Each quarter I figure out what skill is most needed to advance my BIG 3 goals, and I then attack it. I buy the top five books on the topic, the top three audio or video programs on the topic, and sign up for (at least) one seminar focused on that skill. Then I spend the quarter studying, practicing, and tracking my improvement on that vital skill.
Every dollar you invest in your personal development adds thirty to your bottom line.
I made $150,000 that year, and I took $15,000 and reinvested it in my personal development. The following year, I grew tremendously, and I’ve followed his advice ever since.
The greatest athletes in the world hire the most expensive coaches, consultants, and advisors. The greatest companies do the same.
Once you dig (find someone or something you like), keep drilling - go deeper.
The fundamentals of success are simple and easy - getting yourself to stick to them is the difficult part. Don’t make it even more difficult by confusing yourself with too many arbitrary opinions and conflicting ideas.

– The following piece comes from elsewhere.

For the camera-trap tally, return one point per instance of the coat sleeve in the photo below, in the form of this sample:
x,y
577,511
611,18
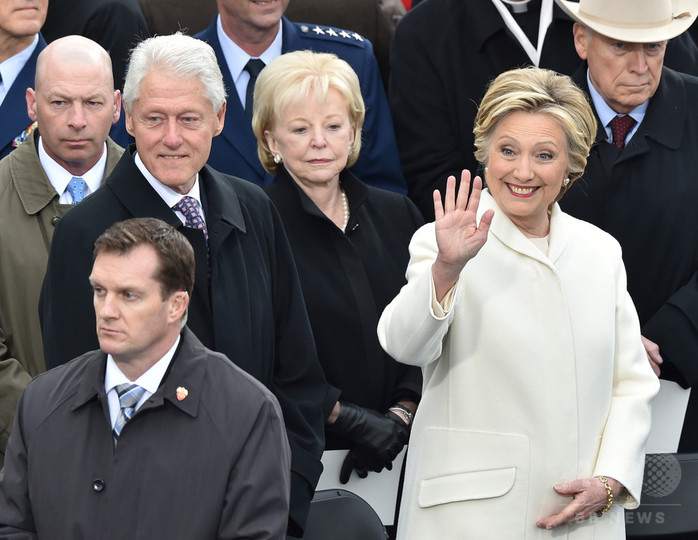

Habituate yourself to fear. Do the thing you fear over and over again, until you train your brain that it’s no longer something to be feared.
Now his achievement on the tennis court meant something new. It was a means to fund his mission - a way to raise millions for a goal he truly believed in.
“I had houses. Too many houses. I invested money. Money! I should have been investing my heart. What I needed was more people. More relationships.”
“If you could come back and live the life of anyone, who would you want to come back as?” His answer: “I would want to come back as the man I could have been, but never was.”